I said it was indeed.

"The best of it is," he said, "I am catching jackup. He is in an awful wax. I shouldn't be surprised if I were bigger than him next holidays. Do you like dancing? I simply loathe it—not with you, I don't mean I."

He told me many other confidences, and I was really sorry when he remembered, with an evident pang, that he had to dance with that "rum little kid over there."

I was quite certain that he would never break a promise. I could picture him going through life always keeping promises, rashly made, no doubt. I wondered what he would talk to girls about at dances years hence—trousers? Hardly. By that time he would have trousers of his very own, and they would cease, in consequence, to be things of interest.
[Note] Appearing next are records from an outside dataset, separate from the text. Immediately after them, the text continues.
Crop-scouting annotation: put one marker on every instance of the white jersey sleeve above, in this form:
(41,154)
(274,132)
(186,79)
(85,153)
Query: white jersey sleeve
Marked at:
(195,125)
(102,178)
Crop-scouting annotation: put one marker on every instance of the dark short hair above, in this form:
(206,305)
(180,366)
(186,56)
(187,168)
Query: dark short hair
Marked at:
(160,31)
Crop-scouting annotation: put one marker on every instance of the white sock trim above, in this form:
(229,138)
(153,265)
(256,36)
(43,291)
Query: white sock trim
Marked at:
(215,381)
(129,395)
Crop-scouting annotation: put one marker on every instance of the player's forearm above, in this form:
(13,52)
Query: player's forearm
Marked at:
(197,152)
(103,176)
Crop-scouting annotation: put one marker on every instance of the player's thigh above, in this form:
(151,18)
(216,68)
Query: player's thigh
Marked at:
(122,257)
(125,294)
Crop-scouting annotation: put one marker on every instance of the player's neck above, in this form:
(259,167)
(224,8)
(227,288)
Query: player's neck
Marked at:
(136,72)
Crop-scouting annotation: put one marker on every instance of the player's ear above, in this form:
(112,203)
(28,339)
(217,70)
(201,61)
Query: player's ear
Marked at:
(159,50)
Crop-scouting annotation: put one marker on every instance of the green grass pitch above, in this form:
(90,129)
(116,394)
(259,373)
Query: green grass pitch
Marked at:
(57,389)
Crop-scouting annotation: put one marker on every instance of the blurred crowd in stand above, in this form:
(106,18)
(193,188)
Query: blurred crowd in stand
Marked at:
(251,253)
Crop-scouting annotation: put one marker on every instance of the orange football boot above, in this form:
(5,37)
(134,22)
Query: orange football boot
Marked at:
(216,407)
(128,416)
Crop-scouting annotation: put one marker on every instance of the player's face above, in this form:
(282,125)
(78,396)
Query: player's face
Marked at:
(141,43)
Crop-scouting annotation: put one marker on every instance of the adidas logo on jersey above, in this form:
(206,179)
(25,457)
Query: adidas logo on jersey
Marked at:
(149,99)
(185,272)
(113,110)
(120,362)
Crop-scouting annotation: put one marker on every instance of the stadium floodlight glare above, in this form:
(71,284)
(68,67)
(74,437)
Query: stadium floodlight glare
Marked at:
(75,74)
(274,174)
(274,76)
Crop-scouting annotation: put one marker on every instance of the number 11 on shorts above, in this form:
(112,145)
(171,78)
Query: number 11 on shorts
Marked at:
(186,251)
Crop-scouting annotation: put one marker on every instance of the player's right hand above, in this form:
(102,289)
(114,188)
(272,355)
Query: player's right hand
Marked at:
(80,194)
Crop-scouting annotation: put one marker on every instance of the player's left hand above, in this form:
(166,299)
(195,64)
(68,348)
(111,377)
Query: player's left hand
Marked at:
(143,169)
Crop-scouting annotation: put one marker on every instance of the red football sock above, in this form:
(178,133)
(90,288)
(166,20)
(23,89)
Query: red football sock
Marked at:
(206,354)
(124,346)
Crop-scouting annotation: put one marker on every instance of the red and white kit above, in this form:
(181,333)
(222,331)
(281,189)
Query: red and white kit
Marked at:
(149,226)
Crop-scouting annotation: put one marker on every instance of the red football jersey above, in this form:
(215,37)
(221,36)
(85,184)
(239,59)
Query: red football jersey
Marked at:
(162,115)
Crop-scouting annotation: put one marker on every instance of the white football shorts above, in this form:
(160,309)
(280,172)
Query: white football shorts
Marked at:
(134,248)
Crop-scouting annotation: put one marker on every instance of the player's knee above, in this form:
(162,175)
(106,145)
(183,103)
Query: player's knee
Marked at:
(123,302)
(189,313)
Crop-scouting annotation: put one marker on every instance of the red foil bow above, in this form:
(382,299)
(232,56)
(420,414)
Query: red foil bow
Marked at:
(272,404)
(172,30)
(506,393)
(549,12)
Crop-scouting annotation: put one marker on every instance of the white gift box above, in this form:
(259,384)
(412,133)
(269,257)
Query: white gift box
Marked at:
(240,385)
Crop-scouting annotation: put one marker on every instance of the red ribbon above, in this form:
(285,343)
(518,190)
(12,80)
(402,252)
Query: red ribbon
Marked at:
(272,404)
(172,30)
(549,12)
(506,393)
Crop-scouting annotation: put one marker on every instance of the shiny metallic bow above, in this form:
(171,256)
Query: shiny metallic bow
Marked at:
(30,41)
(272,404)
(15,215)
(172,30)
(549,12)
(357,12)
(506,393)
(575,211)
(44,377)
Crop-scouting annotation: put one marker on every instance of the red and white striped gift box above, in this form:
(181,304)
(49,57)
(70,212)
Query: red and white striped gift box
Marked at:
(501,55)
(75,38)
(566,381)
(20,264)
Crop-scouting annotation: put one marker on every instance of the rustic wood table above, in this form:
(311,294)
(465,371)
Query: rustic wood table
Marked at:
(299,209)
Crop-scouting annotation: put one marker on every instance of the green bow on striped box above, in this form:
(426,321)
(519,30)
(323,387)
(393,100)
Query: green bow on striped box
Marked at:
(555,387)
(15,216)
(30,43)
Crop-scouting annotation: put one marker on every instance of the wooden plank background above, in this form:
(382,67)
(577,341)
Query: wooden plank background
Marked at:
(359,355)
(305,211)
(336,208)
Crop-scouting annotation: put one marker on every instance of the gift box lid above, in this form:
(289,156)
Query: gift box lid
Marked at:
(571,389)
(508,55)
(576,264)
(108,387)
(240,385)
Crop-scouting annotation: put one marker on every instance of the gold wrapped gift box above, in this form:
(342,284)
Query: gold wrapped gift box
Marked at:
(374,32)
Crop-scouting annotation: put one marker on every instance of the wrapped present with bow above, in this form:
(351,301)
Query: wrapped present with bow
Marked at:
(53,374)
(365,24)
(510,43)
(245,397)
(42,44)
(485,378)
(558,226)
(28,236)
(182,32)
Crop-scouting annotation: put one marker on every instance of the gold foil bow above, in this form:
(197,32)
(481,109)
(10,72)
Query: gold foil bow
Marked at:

He would be a soldier—of that I could have no doubt. He was the kind of boy England wants and can still get, thank God! say pessimists what they will.

While I was awaiting my Dolly dance, I came upon a small, disconsolate boy.

"I'm looking for an empty partner," he said.

I captured a passing girl, very small, and they danced away together. The boy I could see was very energetic, the girl was very small and fat. As they passed me I heard her say, "I—can't—go—so—fast!"

"Very sorry," said the small boy, "but I must keep up with the music."

Dolly found me. "I think I had better dance gentleman," she said; "I think I am as tall as you." With a tremendous effort she drew her slim figure to its full height, and, gazing up into my face she had the audacity to say, "Yes, I do just look down upon you; anyhow, men aren't always taller than girls. My cousin says so, and she goes to dances—heaps—and she is six foot."